Prnl. Zichzelf verwaarlozen: sinds de ziekte heeft hij veel achtergelaten.
aux. Con participios, prever, tomar una precaución: dejó dicho que le despertaran a las once.
Aux. Met deelwoorden, anticiperen, voorzorgsmaatregelen nemen: hij vertrok om elf uur wakker te worden.

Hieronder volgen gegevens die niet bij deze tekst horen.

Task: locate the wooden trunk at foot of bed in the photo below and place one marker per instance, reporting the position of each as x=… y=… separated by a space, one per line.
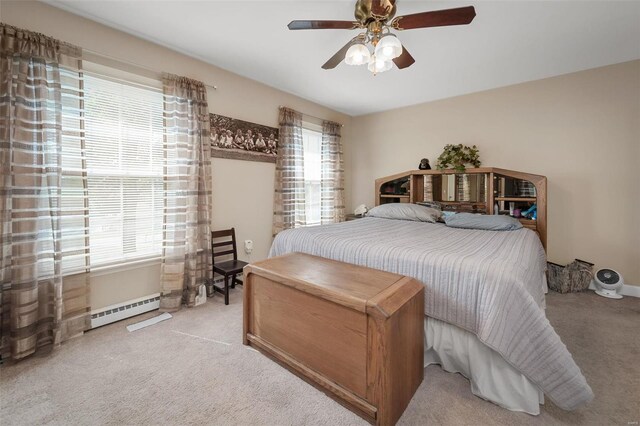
x=354 y=332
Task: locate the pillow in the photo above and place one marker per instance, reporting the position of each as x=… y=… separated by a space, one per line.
x=433 y=204
x=485 y=222
x=405 y=211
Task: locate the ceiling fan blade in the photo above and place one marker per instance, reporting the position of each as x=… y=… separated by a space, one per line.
x=404 y=60
x=322 y=25
x=339 y=56
x=436 y=18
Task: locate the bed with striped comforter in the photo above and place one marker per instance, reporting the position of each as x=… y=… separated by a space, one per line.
x=486 y=282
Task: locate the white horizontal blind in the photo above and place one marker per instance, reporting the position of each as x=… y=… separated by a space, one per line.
x=312 y=142
x=124 y=145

Con participios y adjetivos, resultar, pasar a ser: lo dejó helado con la noticia.
Met deelwoorden en bijvoeglijke naamwoorden, om te worden: het liet hem bevroren met het nieuws.
dejar correr loc. Permitir, tolerar: deja correr ese comentario.
laat je gek maken. Toestaan, tolereren: laat die opmerking lopen.
dejar mucho o bastante que desear loc. No alcanzar el nivel o la calidad deseables: tu examen deja mucho que desear.
laat veel of genoeg om gewenst loc. Niet het gewenste niveau of de gewenste kwaliteit bereiken: je examen laat veel te wensen over.
dejar plantado loc. Dar un plantón: lo dejó plantado en el altar.
Laat geplant loc. Geef een zaailing: hij liet hem op het altaar staan.
dejarse caer loc. Presentarse por sorpresa: si vuelvo a la ciudad, igual me dejo caer por su casa.
laat je gek vallen. Verras jezelf: als ik terug ga naar de stad, kom ik nog steeds bij zijn huis langs.
dejarse ver loc. col. Frecuentar, visitar: ya no te dejas ver por el club.
laat je zien loc. col. Frequenteren, bezoeken: je laat je niet meer zien door de club.